Radio waves are invisible to our eyes, therefore, they do not arrive in any “color” that we’ve ever known. When we take our data and plot it, our artists can assign any color they please to the results. In this image of the famous Fornax radio galaxy, our artist tried a blue coloring for the enormous lobes of gas this galaxy’s black hole sprays out.
The Milky Way’s Superbubble
Astronomers using the National Science Foundation’s Robert C. Byrd Green Bank Telescope (GBT) have discovered a huge “superbubble” of hydrogen gas rising nearly 10,000 light-years above the plane of our Milky Way Galaxy. The gas may be driven by supernova explosions and the intense stellar winds from an unseen cluster of young stars in one of our Galaxy’s spiral arms. This giant gas bubble contains about a million times more mass than the Sun and the energy powering its outflow is equal to about 100 supernova explosions.
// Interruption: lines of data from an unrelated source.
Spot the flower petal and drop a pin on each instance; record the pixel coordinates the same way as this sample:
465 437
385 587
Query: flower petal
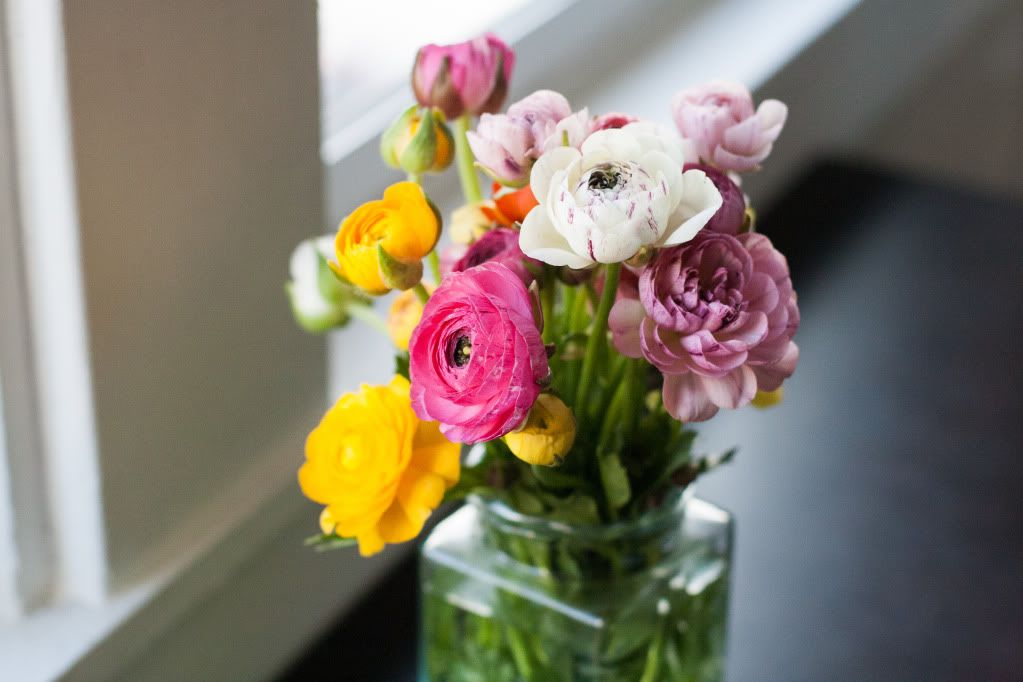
539 239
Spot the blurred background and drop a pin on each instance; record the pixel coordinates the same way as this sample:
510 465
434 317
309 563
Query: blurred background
160 160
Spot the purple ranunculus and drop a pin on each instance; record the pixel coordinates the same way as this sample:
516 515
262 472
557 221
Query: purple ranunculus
719 120
477 361
499 245
731 215
716 316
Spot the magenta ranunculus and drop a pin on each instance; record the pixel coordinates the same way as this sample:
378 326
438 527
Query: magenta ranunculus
719 120
507 144
499 245
716 316
731 215
464 78
477 361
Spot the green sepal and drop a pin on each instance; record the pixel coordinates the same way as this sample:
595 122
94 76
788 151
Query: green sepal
419 154
317 324
322 542
398 274
393 134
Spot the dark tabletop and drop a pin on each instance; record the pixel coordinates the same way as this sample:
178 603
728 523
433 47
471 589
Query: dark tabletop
880 508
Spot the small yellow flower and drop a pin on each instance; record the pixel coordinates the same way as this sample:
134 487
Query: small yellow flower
380 470
380 239
765 399
405 312
472 221
547 434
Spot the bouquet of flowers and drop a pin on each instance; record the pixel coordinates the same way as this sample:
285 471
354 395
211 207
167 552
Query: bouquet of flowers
610 289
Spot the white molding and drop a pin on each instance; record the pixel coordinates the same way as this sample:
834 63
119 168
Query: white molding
50 242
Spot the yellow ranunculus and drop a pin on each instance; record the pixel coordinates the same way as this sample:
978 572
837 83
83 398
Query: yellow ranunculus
380 470
547 434
405 312
404 225
765 399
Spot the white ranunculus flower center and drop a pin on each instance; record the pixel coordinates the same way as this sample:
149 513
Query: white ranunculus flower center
622 191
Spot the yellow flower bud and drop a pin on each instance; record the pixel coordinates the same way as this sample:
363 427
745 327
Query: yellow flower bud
400 230
765 399
380 470
546 436
418 141
405 312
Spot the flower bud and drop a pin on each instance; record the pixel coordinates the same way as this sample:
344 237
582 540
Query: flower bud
547 435
765 399
406 309
464 78
319 299
418 141
398 274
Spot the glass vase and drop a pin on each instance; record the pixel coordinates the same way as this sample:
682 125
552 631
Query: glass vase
508 597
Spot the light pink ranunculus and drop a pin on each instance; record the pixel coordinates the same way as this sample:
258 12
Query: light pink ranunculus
612 120
719 120
716 316
477 361
464 78
506 145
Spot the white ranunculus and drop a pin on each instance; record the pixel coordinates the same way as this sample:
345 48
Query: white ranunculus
624 190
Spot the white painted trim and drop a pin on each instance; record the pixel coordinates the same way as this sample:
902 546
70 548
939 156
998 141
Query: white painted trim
49 222
10 602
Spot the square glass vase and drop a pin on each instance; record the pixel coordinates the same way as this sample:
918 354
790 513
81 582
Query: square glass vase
508 597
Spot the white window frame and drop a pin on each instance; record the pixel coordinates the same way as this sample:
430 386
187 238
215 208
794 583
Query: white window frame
153 628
The superbubble is nearly 23,000 light-years from Earth and is estimted to be between 10-30 million years old. The astronomers discovered it by combining numerous smaller images made with the GBT into one large image.
Composite ALMA and Optical Image of High Redshift Galaxies
Composite ALMA and optical image of a young Milky Way-like galaxy 12 billion light-years away and a background quasar 12.5 billion light-years away. Light from the quasar passed through the galaxy’s gas on its way to Earth, revealing the presence of the galaxy to astronomers. New ALMA observations of the galaxy’s ionized carbon (green) and dust continuum (blue) emission show that the dusty, star-forming disk of the galaxy is vastly offset from the gas detected by quasar absorption at optical wavelengths (red). This indicates that a massive halo of gas surrounds the galaxy. The optical data are from the Keck I Telescope at the W.M. Keck Observatory.
Protostar Blazes Bright, Reshaping Its Stellar Nursery
Inside the Cats’s Paw Nebula, as seen in an infrared image from NASA’s Spitzer Space Telescope (left), ALMA discovered that an infant star is undergoing an intense growth spurt, shining nearly 100 brighter than before and reshaping its stellar nursery (right).
ALMA Image of the Glowing Dust Inside NGC 6334I
ALMA image of the glowing dust inside NGC 6334I, a protocluster containing an infant star that is undergoing an intense growth spurt, likely triggered by an avalanche of gas falling onto its surface.
ALMA and SMA Images of NGC 6334I
Comparing observations by two different millimeter-wavelength telescopes, ALMA and the SMA, astronomers noted a massive outburst in a star-forming cloud. Because the ALMA images are more sensitive and show finer detail, it was possible to use them to simulate what the SMA could have seen in 2015 and 2016. By subtracting the earlier SMA images from the simulated images, astronomers could see that a significant change had taken place in MM1 while the other three millimeter sources (MM2, MM3, and MM4) are unchanged.